Наши ученые хористы спасовали. Их, мол, учат петь всякие мадригалы эпохи Возрождения, а такая ерунда им незнакома. «Как это поют-то?» — замялся Готтфрид.
И тут Райнхард встал из-за стола, покачиваясь от выпитого, — он явно перебрал и к тому же не усваивал алкоголь с такой легкостью, как я, — и запищал, зафистулил своим высоким голоском на каком-то диковинном английском со швабским выговором, да еще безбожно фальшивя. Его выступление всех потрясло, а у меня внутри словно все оборвалось. И,
Райнхард ушел в дом. Через некоторое время выяснилось, что он не в туалет вышел, а уехал домой. Люси сгорала от стыда:
— Мы, наверное, его обидели, как ты думаешь? — переживала она.
— Ясный перец, — злилась я, — но ты-то тут при чем? Так ему и надо, заслужил!
Готтфрид привез меня домой, потому что Райнхард забрал нашу машину. Когда я вернулась, муж уже храпел.

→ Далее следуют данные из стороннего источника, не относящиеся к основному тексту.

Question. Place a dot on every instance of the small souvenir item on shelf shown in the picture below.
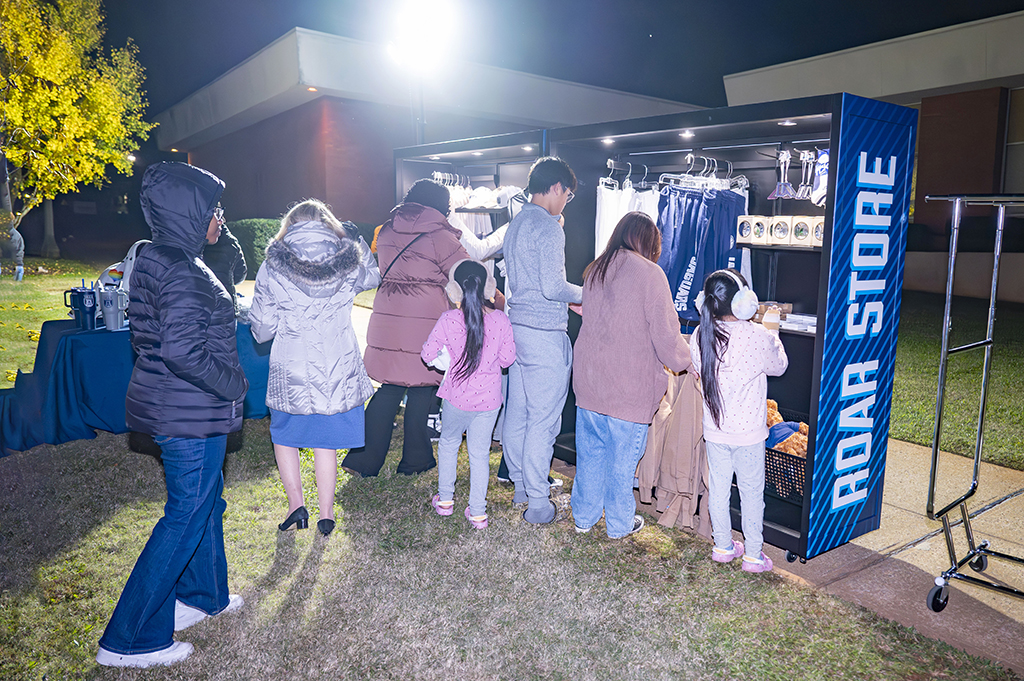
(820, 185)
(781, 230)
(817, 230)
(784, 309)
(783, 189)
(806, 175)
(759, 230)
(802, 230)
(744, 228)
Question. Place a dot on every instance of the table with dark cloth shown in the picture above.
(79, 383)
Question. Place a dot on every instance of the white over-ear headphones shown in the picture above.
(743, 303)
(455, 291)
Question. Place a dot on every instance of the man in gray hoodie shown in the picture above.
(538, 299)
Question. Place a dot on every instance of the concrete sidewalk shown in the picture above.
(891, 569)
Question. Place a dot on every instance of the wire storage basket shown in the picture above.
(784, 475)
(784, 472)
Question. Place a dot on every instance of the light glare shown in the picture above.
(423, 31)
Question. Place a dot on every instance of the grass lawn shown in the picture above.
(25, 305)
(918, 377)
(397, 592)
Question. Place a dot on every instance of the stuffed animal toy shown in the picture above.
(787, 436)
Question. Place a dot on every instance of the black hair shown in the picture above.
(719, 290)
(635, 231)
(430, 194)
(471, 275)
(548, 171)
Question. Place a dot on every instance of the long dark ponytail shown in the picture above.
(718, 292)
(471, 277)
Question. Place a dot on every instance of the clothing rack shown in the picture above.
(978, 553)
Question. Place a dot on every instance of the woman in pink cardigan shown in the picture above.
(630, 333)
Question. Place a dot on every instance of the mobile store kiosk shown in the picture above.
(844, 287)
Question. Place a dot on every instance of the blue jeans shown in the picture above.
(607, 453)
(184, 557)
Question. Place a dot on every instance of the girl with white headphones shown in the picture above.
(733, 356)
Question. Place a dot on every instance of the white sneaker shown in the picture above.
(186, 615)
(178, 651)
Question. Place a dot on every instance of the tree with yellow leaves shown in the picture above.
(68, 111)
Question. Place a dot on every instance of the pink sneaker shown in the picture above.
(442, 509)
(755, 565)
(720, 556)
(478, 521)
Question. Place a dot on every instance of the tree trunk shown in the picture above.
(6, 208)
(50, 249)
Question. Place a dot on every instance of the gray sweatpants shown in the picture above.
(748, 462)
(539, 382)
(477, 426)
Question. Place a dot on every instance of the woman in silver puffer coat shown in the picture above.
(317, 384)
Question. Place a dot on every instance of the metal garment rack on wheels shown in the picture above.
(978, 553)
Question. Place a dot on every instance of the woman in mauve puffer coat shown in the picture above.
(186, 391)
(408, 304)
(317, 385)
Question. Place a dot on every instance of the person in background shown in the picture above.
(472, 345)
(416, 250)
(186, 392)
(734, 356)
(630, 333)
(226, 261)
(12, 246)
(538, 296)
(317, 384)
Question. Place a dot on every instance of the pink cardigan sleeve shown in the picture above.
(435, 340)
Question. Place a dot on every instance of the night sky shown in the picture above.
(675, 49)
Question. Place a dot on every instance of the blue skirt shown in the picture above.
(335, 431)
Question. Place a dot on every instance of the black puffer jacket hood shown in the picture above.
(178, 201)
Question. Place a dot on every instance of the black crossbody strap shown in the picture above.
(400, 253)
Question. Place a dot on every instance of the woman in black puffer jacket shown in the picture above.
(186, 391)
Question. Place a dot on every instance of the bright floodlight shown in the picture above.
(423, 33)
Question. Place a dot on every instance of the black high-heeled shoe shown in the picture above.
(299, 517)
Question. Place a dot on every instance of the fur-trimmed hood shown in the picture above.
(313, 258)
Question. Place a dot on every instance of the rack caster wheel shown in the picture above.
(791, 557)
(937, 598)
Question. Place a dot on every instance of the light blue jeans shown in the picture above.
(607, 453)
(478, 426)
(184, 557)
(748, 462)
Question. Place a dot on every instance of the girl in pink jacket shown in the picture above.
(472, 345)
(733, 356)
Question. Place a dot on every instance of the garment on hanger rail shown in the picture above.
(614, 202)
(698, 236)
(820, 186)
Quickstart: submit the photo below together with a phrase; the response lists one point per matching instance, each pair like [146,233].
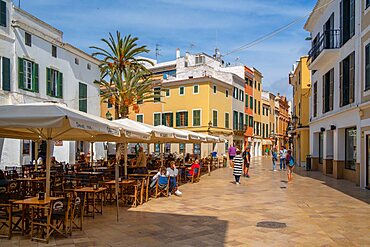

На другое утро ни один из нас ни словом не вспомнил о вчерашней недостойной бульварной комедии у Люси. Только муж отправился на службу, а я села снова за рисование, в дверь позвонили.
У порога стояла Биргит.
— Мужа нет дома, — сказала я довольно неприветливо, пропустила ее в дом, но кофе предлагать не стала. Кухонный стол был завален кисточками, красками и жестяными противнями, а на мне — фартук весь в краске. Биргит же была в элегантном шелковом пиджаке и спортивных брючках. Все высшего качества. И еще запах дорогих духов, тонкий аромат ландыша. Что ей надо?
Нимало не смущаясь, она попросила меня позвонить Райнхарду в офис и сообщить, что зашла к нам и времени у нее мало. Я повиновалась. Он слегка удивленно — что его оправдывает — спросил, чего же она хочет. Я не знала.
Двадцать минут спустя мой муж был дома. Биргит приветствовала его поцелуем и объятиями, он немного застеснялся, но не отшатнулся. Она достала из ярко-красной сумочки телячьей кожи небольшую коробочку, обернутую в подарочную бумагу: «Это вам обоим». Райнхард развернул лиловую папиросную бумагу — внутри оказался стеклянный шар. Как красиво!
— Здорово, — оценил муж, — из этого выйдет хорошее пресс-папье, его-то мне в офисе и не хватало.
Наконец Биргит перешла к делу. Она слышала, Райнхард ищет секретаря, ей хотелось бы попробовать.
— Ну да, — подтвердил мой неверный, — секретарь мне нужен. Аннароза перегружена дома, и дети, и хозяйство, я решил ее от канцелярии освободить. Но, Биргит, если серьезно, ты для такой работы слишком образованна.
Она рассмеялась:
— Да что ты, наоборот! Я уже забыла все, что учила, к архитектуре теперь отношения не имею, в офисе, правда, тоже никогда не работала. Но мне надоело, что меня содержат, даже на карманные расходы себе заработать не могу, а вот мои подруги все при деле.
— Ну ладно, давай попробуем, — неуверенно произнес Райнхард. Видимо, он вспомнил гору накопившейся корреспонденции, никем не разобранной, а с другой стороны, наверное, прикинул в уме наши финансы, давно поющие романсы. Если бы я продолжала вести его бумажные дела, он бы, вероятно, нашего оскудения так и не заметил.
Биргит, однако, заработок, кажется, совсем не волновал. Она лишь спросила, когда может начать. «Завтра», — был ответ. Райнхард встал.
— Миа просила передать тебе привет, — вспомнила Биргит после паузы, — привет нашему древесному червячку. И еще, если ты для нее что-нибудь найдешь, было бы просто классно!